Von der Indizierung abgesehen ist Ich tu dir weh allein von der Notenfolge her ein sehr poppiges Stück, das in bester Rammstein-Manier durch Text und Gesang massenuntauglich gemacht wird. Eine gute Nummer, aber etwas rauer hätte es für meinen Geschmack schon zugehen können.

Diesen Wunsch erfüllt mir Rammstein direkt im Nachfolgetitel auf dem Album, Waidmanns Heil.
Jagdhörner blasen zu Beginn des Tracks zur abgehetzten Jagd zurück zu Rammsteins Wurzeln, lange vor dem frostig-dunkelromantischen Album Rosenrot. Die Instrumente werden geschunden, laut wird das "Heil!" im Jägergruß gebrüllt und noch deftiger wird der Tod der gejagten Kreatur gefordert. Waidmanns Heil donnert, scheppert, trasht und beinhaltet eine clevere, harmonischer arrangierte Bridge im Midtempo, die das hektische Waidmanns Heil zu einer Wonne für metalhörende Fleischfresser (obgleich man Waidmanns Heil angeblich auch als den "Jagdgesang" auf Frischfleisch ganz anderer Natur auslegen können soll).

Track 4 des Albums, Haifisch, ist eine durchaus poetische, elektrischere, mit genial fiepsendem Keyboard unterlegte Midtempo-Nummer, in der Rammstein Die Moritat von Mackie Messer paraphrasiert. "Und der Haifisch, der hat Tränen / und die laufen vom Gesicht / doch der Haifisch lebt im Wasser / so die Tränen sieht man nicht" singt Lindemann beschwingt mit unterschwelligem Herzschmerz der betrübt-männlichen Kategorie. Ein rundum gelungener Song mit toller, mittelschwerer, gezügelter Power-Metal-Instrumierung, der direkt ins Ohr geht und zum rhythmischen Kopfwackeln einlädt.

Mit B******** rammt die Band wieder härter in Richtung Trommelfell und lässt schwere, langsam-kurze Notenfolgen erklingen, während Lindemann über das verbotene, womöglich gefährliche Objekt seiner Begieder spricht/herumbrüllt. Dieses "Bückstabü" kann für alles stehen, was man halt meint unbedingt zu benötigen, aber nicht haben darf; vor allem ist es aber ein so kurioses Wort, dass man fast an die Verrückten von Knorkator denken muss, nur dass ihr B******** sicherlich noch mehr begröhlt werden würde.

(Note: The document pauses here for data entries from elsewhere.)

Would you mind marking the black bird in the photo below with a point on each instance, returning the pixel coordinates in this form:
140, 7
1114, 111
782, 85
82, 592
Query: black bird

Mit Frühling in Paris folgt die erste von zwei Balladen des Albums, die für mich den größten Schwachpunkt von Liebe ist für alle da darstellt. Rammstein-Balladen sind generell weniger mein Fall - vom kraftvollen und epischen Ohne dich abgesehen - und trotz der schicken Anspielung an Édith Piafs Non, je ne regrette rien bildet Frühling in Paris keine Ausnahme. Behäbig schleppt sich dieser Alternative-Rock-Chanson voran ohne Spannung oder Gefühl aufzubauen. Die Ballade über Entjungferung durch eine ältere Französin (und dann auch noch auf "französisch") ist für mich wirklich verzichtbar und nicht sonderlich denkwürdig.

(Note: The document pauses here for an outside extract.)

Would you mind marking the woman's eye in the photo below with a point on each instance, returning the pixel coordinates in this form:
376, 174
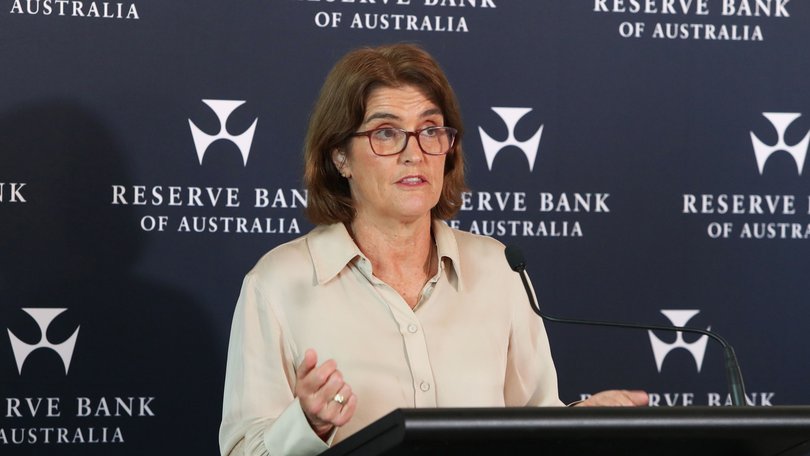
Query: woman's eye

Mit Wiener Blut verewigt Rammstein, wie schon mit Mein Teil, eine weitere Schandtat, die nicht aus den Schlagzeilen wegzudenken war. Aus der Sicht des Täters wird der Inzestfall aus Amstetten verarbeitet, bei dem ein Vater seine Tochter jahrelang im Keller einsperrte und mit ihr mehrere Kinder zeugte. Wiener Blut ist deshalb schon allein inhaltlich das härteste Stück des ganzen Albums, und nach dem Anhören dieses Liedes wirkt die Indizierung von Ich tu dir weh gleichmal um ein vielfaches verwunderlicher. Denn dank der für Rammstein typischen Energie des Liedes und der übersprühenden Sangesfreude, die unterschwellig in Lindemanns Stimme mitschwingt hat Wiener Blut eine mitreißende Wirkung - das Lied verherrlicht die Tat keinesfalls, aber da man beim Anhören dieses Songs gewaltigen, rockenden Spaß haben kann (und es nicht etwa strikt darauf ausgelegt ist abzuschrecken), hätte ich der BPjM eine Indizierung zugetraut.
Was an Wiener Blut auffällt, ist die musikalische und textliche Schizophrenie. Das Lied wechselt zwischen sehr minimalistischen, sachten Momenten, in denen Lindemann mit der beängstigenden, leisen Stimme eines Wahnsinnigen spricht, wie bessessen jedes Wort vorsichtig über seine Lippen fließen lässt, in der Hoffnung so jemanden anlocken zu können, und sehr lauten, aggressiven Momenten, in denen der Sänger bedrohlich brüllt und die Instrumente förmlich auf einen eindreschen. Diese Stimmungswechsel sind ein genialer Kunstgriff, der Wiener Blut auf künstlerischer Ebene zum Höhepunkt des Albums machen, und bringen zugleich eine Dynamik in den Song, dank der man zu Wiener Blut ordentlich abgehen kann. Die leisen Parts, in denen eingespieltes Kindergewimmer zu vernehmen ist, wirken wie ein Spannungsaufbau, der sich mit gealtigem Donner in den harten Parts entlädt.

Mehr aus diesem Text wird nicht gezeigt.